DFCS investigating alleged child abuse deaths

Eric Forbes and Emani Moss lived 60 miles apart. But together, their tragic deaths allegedly at the hands of their parents could spark changes for the state agency responsible for protecting children.

Georgia’s Department of Human Services Division of Family and Children Services said late Tuesday it is investigating its own actions in the lives of the two children.

“The loss of any child’s life is painful, but the details surrounding the deaths of both 12-year-old Eric Forbes and 10-year-old Emani Moss paint a picture more tragic than many in this agency’s history,” DFCS said in a statement. “Our hearts go out to those we know whose grief is inconsolable.”

The agency had investigated abuse allegations concerning both children prior to their deaths. But both children were allowed to remain in homes with their parents.

Emani was found dead early Saturday after her father called police to the family’s Gwinnett County apartment. When officers arrived, Eman Moss allegedly led them to the body of his daughter, who had been starved to death, burned and put in a trash can, Gwinnett police said.

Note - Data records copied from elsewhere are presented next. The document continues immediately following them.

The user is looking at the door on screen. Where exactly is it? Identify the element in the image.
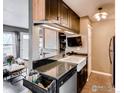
[109,36,115,87]
[20,32,29,59]
[60,2,69,27]
[69,10,80,33]
[88,25,92,77]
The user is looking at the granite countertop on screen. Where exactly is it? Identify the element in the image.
[36,61,77,79]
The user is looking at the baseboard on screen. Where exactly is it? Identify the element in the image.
[91,70,112,76]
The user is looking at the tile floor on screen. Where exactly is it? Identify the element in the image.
[81,73,115,93]
[3,73,115,93]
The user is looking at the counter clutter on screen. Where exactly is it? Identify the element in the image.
[23,55,87,93]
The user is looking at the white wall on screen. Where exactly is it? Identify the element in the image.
[45,29,58,49]
[3,0,28,28]
[92,19,115,73]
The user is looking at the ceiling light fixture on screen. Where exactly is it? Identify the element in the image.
[94,7,108,21]
[42,24,61,30]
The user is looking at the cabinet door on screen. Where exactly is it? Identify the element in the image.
[45,0,59,21]
[69,10,79,33]
[60,2,69,27]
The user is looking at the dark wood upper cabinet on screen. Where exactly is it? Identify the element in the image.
[45,0,59,21]
[60,2,69,27]
[32,0,80,33]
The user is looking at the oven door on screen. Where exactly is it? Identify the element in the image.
[59,73,77,93]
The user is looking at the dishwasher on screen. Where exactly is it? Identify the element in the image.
[23,71,56,93]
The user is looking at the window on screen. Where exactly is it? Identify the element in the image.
[3,32,16,58]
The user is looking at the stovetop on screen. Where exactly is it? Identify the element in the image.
[36,61,76,79]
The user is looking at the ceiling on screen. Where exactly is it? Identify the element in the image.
[63,0,115,21]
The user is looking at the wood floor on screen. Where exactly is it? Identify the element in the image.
[3,73,115,93]
[81,73,115,93]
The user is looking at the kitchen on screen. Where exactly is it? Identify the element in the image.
[4,0,114,93]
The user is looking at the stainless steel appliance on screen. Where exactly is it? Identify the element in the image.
[109,36,115,87]
[59,73,77,93]
[59,55,87,93]
[34,59,77,93]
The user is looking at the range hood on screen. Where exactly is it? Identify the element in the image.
[33,21,77,34]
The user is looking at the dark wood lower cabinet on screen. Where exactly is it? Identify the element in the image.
[77,64,88,93]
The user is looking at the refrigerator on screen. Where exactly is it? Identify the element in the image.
[109,36,115,87]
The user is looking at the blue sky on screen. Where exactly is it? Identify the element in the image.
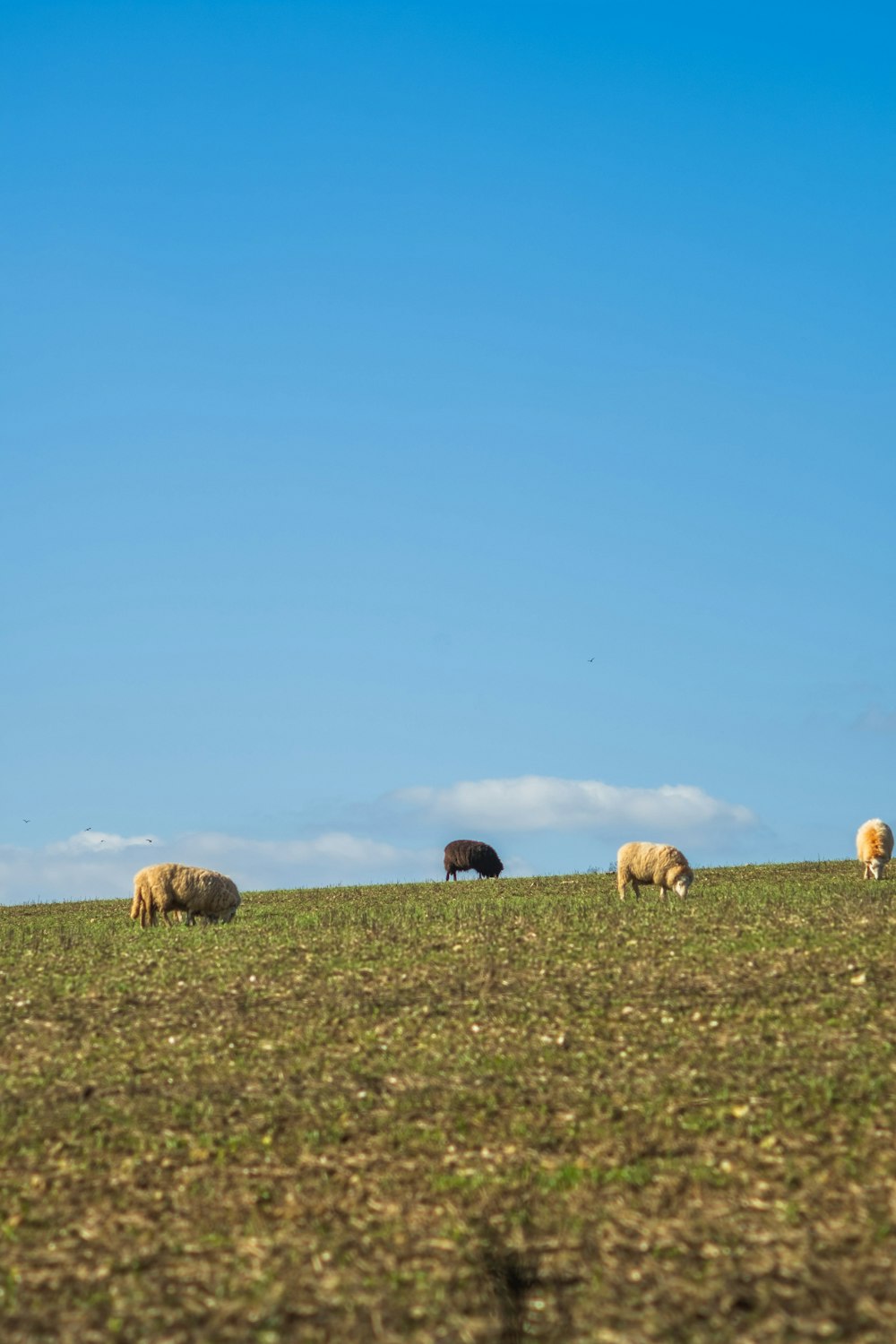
[0,0,896,902]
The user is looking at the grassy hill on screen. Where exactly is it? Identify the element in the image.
[0,863,896,1344]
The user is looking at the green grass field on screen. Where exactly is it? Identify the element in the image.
[0,863,896,1344]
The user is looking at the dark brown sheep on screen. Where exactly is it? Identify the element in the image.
[444,840,504,882]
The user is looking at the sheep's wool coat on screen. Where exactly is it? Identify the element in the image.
[444,840,504,882]
[856,817,893,878]
[616,840,694,895]
[130,863,239,929]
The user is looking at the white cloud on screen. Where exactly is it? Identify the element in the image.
[391,774,759,833]
[0,776,759,905]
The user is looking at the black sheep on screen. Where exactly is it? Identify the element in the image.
[444,840,504,882]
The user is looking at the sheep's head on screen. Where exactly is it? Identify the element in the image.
[669,868,694,897]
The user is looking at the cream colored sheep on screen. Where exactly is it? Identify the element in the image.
[130,863,239,929]
[856,817,893,882]
[616,840,694,900]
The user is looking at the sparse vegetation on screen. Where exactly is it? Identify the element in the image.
[0,863,896,1344]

Investigators believe Emani could have been dead for several days before her father called police. Both Eman Moss and Emani's stepmother, Tiffany Moss, were arrested and charged with murder in the girl's death. Police and court records obtained by The Atlanta Journal-Constitution document the abuse Emani suffered during her short life.

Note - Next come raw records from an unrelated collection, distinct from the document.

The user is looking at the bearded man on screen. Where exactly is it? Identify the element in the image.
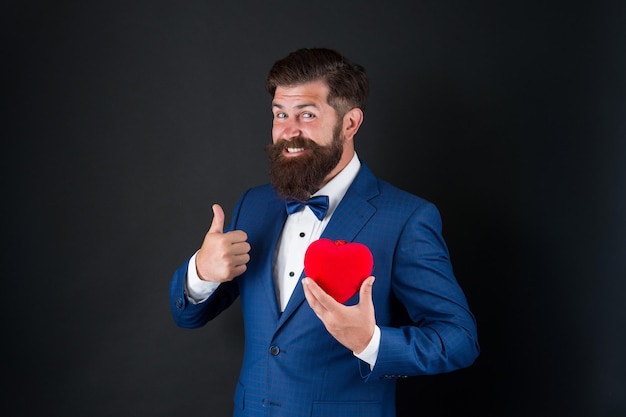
[170,48,479,417]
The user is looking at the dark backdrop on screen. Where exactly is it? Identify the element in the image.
[0,0,626,417]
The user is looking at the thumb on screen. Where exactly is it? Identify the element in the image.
[209,204,224,233]
[359,276,376,303]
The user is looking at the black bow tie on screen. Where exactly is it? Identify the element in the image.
[285,195,328,221]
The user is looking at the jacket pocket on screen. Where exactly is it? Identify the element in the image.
[311,401,383,417]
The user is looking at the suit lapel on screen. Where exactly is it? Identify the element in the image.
[261,198,287,321]
[274,164,379,330]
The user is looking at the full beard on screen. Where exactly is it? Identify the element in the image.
[266,130,343,201]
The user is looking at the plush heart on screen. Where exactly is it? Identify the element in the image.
[304,239,374,303]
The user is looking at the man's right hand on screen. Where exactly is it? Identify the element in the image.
[196,204,250,282]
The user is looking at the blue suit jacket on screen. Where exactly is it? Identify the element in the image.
[170,164,479,417]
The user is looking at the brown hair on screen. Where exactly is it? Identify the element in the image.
[266,48,369,117]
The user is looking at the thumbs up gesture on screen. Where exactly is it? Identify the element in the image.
[196,204,250,282]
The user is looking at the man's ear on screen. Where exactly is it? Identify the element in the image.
[343,107,363,140]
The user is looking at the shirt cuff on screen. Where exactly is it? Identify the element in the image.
[353,326,380,370]
[186,252,220,304]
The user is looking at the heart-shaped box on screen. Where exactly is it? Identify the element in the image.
[304,239,374,303]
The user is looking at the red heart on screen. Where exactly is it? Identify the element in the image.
[304,239,374,303]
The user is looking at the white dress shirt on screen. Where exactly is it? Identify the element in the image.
[187,153,380,368]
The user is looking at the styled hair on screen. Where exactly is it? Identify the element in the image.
[266,48,369,116]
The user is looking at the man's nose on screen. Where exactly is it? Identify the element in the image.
[282,121,302,140]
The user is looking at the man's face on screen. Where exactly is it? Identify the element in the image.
[267,81,344,200]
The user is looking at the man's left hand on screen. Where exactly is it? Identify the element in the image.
[302,276,376,354]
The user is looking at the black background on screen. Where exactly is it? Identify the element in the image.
[0,0,626,417]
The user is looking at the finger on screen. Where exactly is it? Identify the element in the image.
[302,277,338,310]
[209,204,224,233]
[359,276,376,303]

News of Emani's death came three weeks and one day after a Paulding County father called police to say his son had drowned.

Shayaa Yusef Forbes, 32, made a frantic call to 911 shortly before 10 p.m. on Oct. 11.

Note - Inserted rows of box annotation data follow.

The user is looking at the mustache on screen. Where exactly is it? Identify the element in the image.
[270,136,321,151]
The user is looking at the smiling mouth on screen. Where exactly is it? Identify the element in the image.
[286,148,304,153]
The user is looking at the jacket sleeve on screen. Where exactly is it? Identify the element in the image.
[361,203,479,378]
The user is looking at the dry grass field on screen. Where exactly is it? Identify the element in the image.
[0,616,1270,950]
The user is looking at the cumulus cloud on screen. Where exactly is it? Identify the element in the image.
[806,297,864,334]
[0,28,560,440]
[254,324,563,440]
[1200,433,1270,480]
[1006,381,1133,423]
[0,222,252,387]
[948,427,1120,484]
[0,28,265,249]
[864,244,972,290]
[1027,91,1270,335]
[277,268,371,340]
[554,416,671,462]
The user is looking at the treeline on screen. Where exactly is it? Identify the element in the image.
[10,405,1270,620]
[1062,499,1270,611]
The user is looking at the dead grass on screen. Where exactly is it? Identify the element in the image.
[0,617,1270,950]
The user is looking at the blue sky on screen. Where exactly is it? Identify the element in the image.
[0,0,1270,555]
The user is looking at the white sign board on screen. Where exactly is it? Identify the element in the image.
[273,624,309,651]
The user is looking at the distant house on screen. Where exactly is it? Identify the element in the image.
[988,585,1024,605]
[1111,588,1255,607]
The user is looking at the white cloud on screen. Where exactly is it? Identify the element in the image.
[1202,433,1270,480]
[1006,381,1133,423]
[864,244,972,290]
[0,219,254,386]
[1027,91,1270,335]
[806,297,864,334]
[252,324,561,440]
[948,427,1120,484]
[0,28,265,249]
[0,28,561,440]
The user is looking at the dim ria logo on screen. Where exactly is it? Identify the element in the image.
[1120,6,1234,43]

“I thought he was in the tub, but when I went in to try and see him…,” Forbes told an operator, heard in the 911 recording obtained by The AJC. “He was a little bit underwater. His head was, like, bobbing.”

When emergency responders arrived at the family’s home near Acworth, they found 12-year-old Eric Forbes unconscious, according to Cpl. Ashley Henson with the Paulding County Sheriff’s Office. The sixth grader at McClure Middle School also had physical signs of severe child abuse, Henson said.

DFCS records show the agency had investigated reports that Eric was being abused, but those claims were dismissed due to a lack of evidence.

The two recent deaths have prompted the agency to review its actions while investigating abuse, the agency said.

“We are already moving forward with plans to tailor training for our case workers based on data that would predict trends in our practice, and we will soon implement internal ‘safety roundtables,’ which will serve to review cases at the state level before workers can screen them out or close an investigation,” the agency said.

The deaths of Emani and Eric remain under investigation by police in Gwinnett and Paulding counties.